Bureaucracy is not a modern invention; it was conceived by the Egyptians over 5,000 years ago. The creation of a bureaucracy in the Old Kingdom was a key factor in the inception of the Egyptian civilization. The king was the supreme head of state. Next to him, the most powerful officer in the hierarchy was the vizier, the executive head of the bureaucracy. The position of vizier was filled by a prince or a person of exceptional ability. His title is translated as "superintendent of all works of the king".
As the supreme judge of the state, the vizier ruled on all petitions and grievances brought to the court. All royal commands passed through his hands before being transmitted to the scribes in his office. They in turn dispatched orders to the heads of distant towns and villages, and dictated the rules and regulations related to the collection of taxes.
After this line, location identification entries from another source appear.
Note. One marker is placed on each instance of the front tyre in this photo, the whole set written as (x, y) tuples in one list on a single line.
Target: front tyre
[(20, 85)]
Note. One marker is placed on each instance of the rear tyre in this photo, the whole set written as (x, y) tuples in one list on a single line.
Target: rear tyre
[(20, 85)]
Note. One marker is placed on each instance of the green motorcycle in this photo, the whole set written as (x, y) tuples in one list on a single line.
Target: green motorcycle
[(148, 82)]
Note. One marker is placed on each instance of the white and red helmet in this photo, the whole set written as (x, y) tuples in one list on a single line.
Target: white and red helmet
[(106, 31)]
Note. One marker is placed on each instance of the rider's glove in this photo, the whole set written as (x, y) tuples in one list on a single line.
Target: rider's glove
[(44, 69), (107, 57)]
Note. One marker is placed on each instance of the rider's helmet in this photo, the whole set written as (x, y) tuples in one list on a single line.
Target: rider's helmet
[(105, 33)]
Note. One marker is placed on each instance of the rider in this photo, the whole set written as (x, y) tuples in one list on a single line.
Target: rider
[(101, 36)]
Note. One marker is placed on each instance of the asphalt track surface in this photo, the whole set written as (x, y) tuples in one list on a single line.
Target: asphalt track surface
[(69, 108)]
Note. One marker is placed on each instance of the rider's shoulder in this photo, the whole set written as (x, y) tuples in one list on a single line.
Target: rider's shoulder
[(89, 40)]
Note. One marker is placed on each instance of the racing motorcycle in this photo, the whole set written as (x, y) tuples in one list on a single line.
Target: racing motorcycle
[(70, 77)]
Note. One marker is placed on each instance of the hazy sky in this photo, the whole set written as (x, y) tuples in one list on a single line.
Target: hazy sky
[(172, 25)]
The king was surrounded by the court, friends and favoured people who attained higher administrative positions. The tendency was to fill these positions on the basis of heredity. One of the most ardent wishes of these administrators was to climb the bureaucratic ladder through promotions and to hand their offices to their children.
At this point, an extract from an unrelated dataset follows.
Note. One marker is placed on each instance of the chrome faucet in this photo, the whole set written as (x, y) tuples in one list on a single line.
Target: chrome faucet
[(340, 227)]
Many concepts in modern bureaucracies can be traced to the Egyptians. The hierarchical structure and code of ethics of the Egyptian bureaucracy are echoed in modern governments. Ancient Egyptian bureaucrats, who aspired to higher positions, were counselled to obey their superiors and keep silence in all circumstances, in other words, not to contradict or challenge the wisdom of those in charge. They were expected to have tact and good manners, be faithful in delivering messages, and display humility that verged on subservience. It is perhaps for these reasons that Egyptian officials were called civil servants, a designation that governments have adopted down through the ages.